Dal punto di vista della coerenza due mi sono sembrati i padiglioni degni di nota, quello del Vaticano incentrato sul pane e tutte le simbologie e sacralità che vi sono connesse, compreso il significato della fatica, dello spreco, dello scarto e della penuria (tutta roba che ci riguarda da vicino), e quello dell’Austria che ha concentrato l’attenzione sul bene primario per eccellenza: l’aria. A questo riguardo, è stato realizzato un vero e proprio bosco con 60 alberi e più di 12 mila fra piante ed arbusti, in grado di produrre più di 60 kg di ossigeno ogni ora, e di assimilare 92 kg  di anidride carbonica al giorno. Saggiamente su un pannello esplicativo è stato riprodotto questo efficacissimo ammonimento: “Puoi sopravvivere 5 settimane senza cibo, 5 giorni senza acqua, ma non 5 minuti senza aria”. Ne prendano nota i farabutti che ogni anno, in questa stagione, bruciano e devastano ettari ed ettari di boschi, assassinando il più prezioso ed umano degli esseri: l’albero, e mandando in cenere la materia prima più importante della terra: l’aria.                                                           
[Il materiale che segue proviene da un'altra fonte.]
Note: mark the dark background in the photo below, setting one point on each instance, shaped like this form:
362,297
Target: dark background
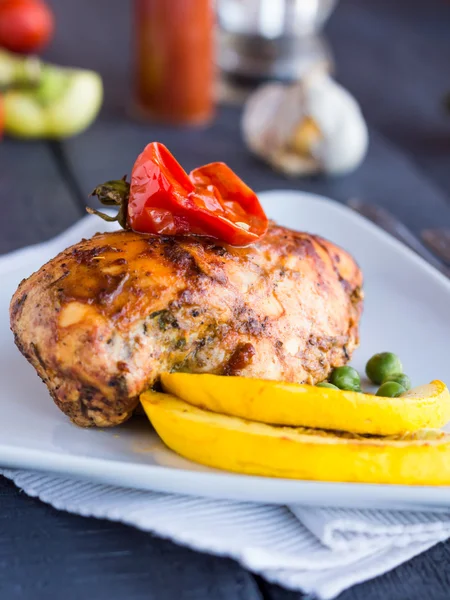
395,57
Quanto al padiglione più apertamente critico, uno c’è: è quello della Caritas. È un padiglione piccolo e spartano composto dalla carcassa di una Cadillac oramai priva splendori, circondata da una miriade di autentici filoni di pane. L’idea di questa installazione-performance si deve all’artista tedesco Wolf Vostell, che l’ha realizzata nel lontano 1973 e che si trova in permanenza al museo Malpartida in Spagna. Inequivocabile nei suoi significati, questa installazione non ha bisogno di ulteriori commenti. Mancano solo coloro che il cibo lo producono, in questa Esposizione, i contadini: ma questo è solo un dettaglio.